Here’s a perfect example of using AI in the kitchen. When I’m away from home, in an unfamiliar kitchen, and browsing a pantry filled with a random assortment of ingredients like banana, walnuts, whole wheat flour, plain yogurt, a bit of sourdough discard, I can hand that list to AI like a digital sous-chef. It spits out something useful: a base recipe to work from.

But the real magic happens when human intuition takes over. Years of scone making experience has taught me how the dough should feel, how much liquid to add (or not), and that tossing in both berries and white chocolate chips might be venturing into delicious-but-risky territory. AI gives me the map, but I’m the one who decides if we’re sticking to the route or making a spontaneous stop for snacks and chaos.

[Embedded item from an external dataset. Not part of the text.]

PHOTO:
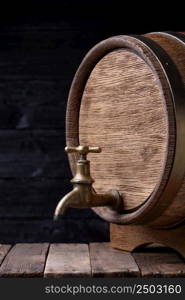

I also didn’t have my food processor, or my usual baking tools, or even my favorite pan. Just a bowl, a silicone spoon, and a cookie sheet. But the dough came together easily by hand, and while the scones weren’t perfectly uniform or fancy looking, they were golden, tender, and just the right amount of sweet. The kitchen smelled like cinnamon and love. They disappeared fast. And that’s the point, right?

Between the scones and the two loaves of bread I managed to coax out of that poor frozen starter, we left behind some serious comfort food vibes and a revived jar of sourdough for future baking adventures.

Sourdough starter status: presumed dead, now delightfully risen.